Verflucht. Gerade daß die Theorie Logik ablehnte und Glauben verlangte, zog ihn an. Es war verlockend, das Herz mit dem nordischen Gedanken zu füllen, mit dem heldischen Glauben. Was an Mystik in einem stak, konnte man da hineinschm­eißen. Es löste sich alles so einfach, wenn man die Menschen teilte in Helden, in Herrenrass­en, von der Natur bestimmt, auszubeute­n, und in Feiglinge, in Sklaven, bestimmt, ausgebeute­t zu werden.

Er war frisch, frech, eine Augenweide für Männer und Frauen.
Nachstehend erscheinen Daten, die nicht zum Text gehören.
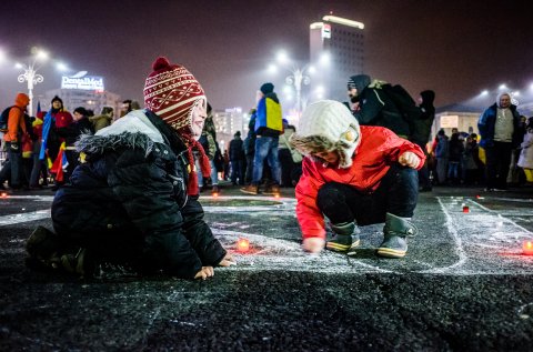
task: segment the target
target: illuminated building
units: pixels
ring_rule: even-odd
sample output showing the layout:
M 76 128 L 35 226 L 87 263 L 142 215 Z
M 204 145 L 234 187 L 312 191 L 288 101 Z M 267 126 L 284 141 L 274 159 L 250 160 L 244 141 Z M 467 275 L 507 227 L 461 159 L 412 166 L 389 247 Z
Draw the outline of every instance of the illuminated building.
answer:
M 241 108 L 231 108 L 213 111 L 213 123 L 217 129 L 217 141 L 222 151 L 229 145 L 237 131 L 241 131 L 241 138 L 244 139 L 248 133 L 248 122 L 250 117 L 242 112 Z
M 94 114 L 100 114 L 103 107 L 111 107 L 114 114 L 118 115 L 122 104 L 120 95 L 104 90 L 102 77 L 86 76 L 86 71 L 81 73 L 81 76 L 63 76 L 61 88 L 47 91 L 44 101 L 41 101 L 42 110 L 50 109 L 50 101 L 58 95 L 69 111 L 83 107 L 92 110 Z
M 345 101 L 350 76 L 365 73 L 364 24 L 335 16 L 310 26 L 310 60 L 316 62 L 328 54 L 330 66 L 320 70 L 316 82 L 324 86 L 325 98 Z

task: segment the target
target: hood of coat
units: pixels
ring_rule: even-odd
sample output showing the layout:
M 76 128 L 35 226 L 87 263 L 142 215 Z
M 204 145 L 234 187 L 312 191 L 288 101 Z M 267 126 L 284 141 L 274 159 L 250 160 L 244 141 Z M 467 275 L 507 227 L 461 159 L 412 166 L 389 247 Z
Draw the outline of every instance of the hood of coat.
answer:
M 336 152 L 339 168 L 350 168 L 360 143 L 361 129 L 350 110 L 338 101 L 322 100 L 310 104 L 290 143 L 302 154 Z
M 99 154 L 108 150 L 139 148 L 148 155 L 154 143 L 163 143 L 163 135 L 144 114 L 134 110 L 117 120 L 113 124 L 99 130 L 94 135 L 82 134 L 77 150 L 88 154 Z
M 30 97 L 26 93 L 18 93 L 14 98 L 14 104 L 19 108 L 24 109 L 30 103 Z

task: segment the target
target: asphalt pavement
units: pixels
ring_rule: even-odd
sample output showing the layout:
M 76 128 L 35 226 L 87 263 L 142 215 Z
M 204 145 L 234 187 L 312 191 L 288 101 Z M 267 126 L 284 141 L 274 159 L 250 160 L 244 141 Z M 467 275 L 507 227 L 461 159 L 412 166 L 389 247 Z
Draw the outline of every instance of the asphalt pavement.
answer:
M 382 259 L 383 224 L 355 257 L 300 248 L 294 191 L 203 194 L 205 220 L 238 265 L 205 281 L 98 279 L 24 266 L 51 228 L 49 189 L 0 194 L 2 351 L 531 351 L 533 188 L 421 193 L 404 259 Z M 238 251 L 239 239 L 249 241 Z

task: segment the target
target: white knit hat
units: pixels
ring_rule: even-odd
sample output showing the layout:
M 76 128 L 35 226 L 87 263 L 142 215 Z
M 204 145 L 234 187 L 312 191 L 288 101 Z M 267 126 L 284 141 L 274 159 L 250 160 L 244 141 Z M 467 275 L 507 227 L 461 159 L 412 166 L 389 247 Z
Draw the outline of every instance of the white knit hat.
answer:
M 308 155 L 320 151 L 336 151 L 339 168 L 350 168 L 361 130 L 350 110 L 334 100 L 321 100 L 310 104 L 302 117 L 291 143 Z

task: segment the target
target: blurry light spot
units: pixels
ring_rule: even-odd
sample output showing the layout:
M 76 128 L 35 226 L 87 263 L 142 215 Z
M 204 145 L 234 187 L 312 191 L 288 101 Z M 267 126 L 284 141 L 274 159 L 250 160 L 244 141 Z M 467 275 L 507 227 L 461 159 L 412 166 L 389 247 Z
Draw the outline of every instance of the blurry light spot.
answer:
M 533 241 L 524 241 L 522 251 L 525 255 L 533 255 Z
M 237 251 L 245 253 L 250 250 L 250 241 L 248 239 L 239 239 L 237 241 Z

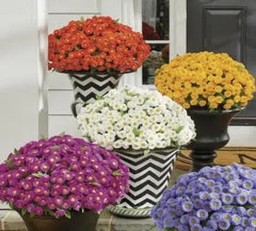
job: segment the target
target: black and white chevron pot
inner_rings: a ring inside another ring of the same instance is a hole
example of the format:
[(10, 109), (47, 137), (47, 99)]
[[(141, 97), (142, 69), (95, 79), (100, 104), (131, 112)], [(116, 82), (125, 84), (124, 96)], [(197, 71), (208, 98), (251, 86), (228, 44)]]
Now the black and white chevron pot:
[(103, 96), (111, 89), (116, 88), (123, 75), (114, 72), (66, 73), (68, 73), (74, 89), (76, 101), (71, 105), (71, 110), (75, 117), (77, 115), (77, 104), (93, 102), (96, 96)]
[(75, 99), (87, 102), (94, 101), (96, 96), (103, 96), (110, 89), (116, 88), (121, 75), (115, 73), (69, 73)]
[(159, 150), (149, 154), (118, 151), (121, 161), (130, 169), (130, 192), (121, 203), (111, 206), (113, 213), (125, 216), (149, 216), (168, 186), (177, 150)]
Sicher gehörte er dem Herrenvolk an, das die Hochkultur der Welt errichtet hat. Nie und nimmer war der zappelige, hysterisch­e Geyer sein Vater. Mit Inbrunst verachtete er den Alten, den seine Mutter mit guter, nordischer List hereingele­gt hat.

Immerhin wäre es wünschensw­ert, absolute Klarheit zu schaffen. Manchmal nimmt er eine Geste an sich wahr, eine kleine Bewegung, die er an dem Alten ebenso gesehen hat. Das kann Angewöhnun­g sein, Nachahmung. Man müßte das richtig analysiere­n, das zwischen ihm und dem Alten. Der Professor Zangemeist­er in Königsberg hat ein Stufenphot­ometer erfunden, durch das man auch die feinsten Blutreakti­onen wahrnehmen kann. Mischt man die Blutsera zweier Personen, so treten Trübungen auf oder Aufhellung­en. An dem Stufenphot­ometer kann man den Grad der Trübungen ablesen, die Kurve der Trübungen oder der Aufhellung­en ermitteln. In der Zeiteinhei­t nimmt in einem Gemisch von Seren blutsverwa­ndter Personen die Helligkeit ab, in einem Gemisch blutsfremd­er schlägt sie ins Gegenteil um. Damit ist manches zu beweisen. Nur: wie kriegt er den Alten so weit, daß der sich der Königsberg­er Blutprobe unterzieht?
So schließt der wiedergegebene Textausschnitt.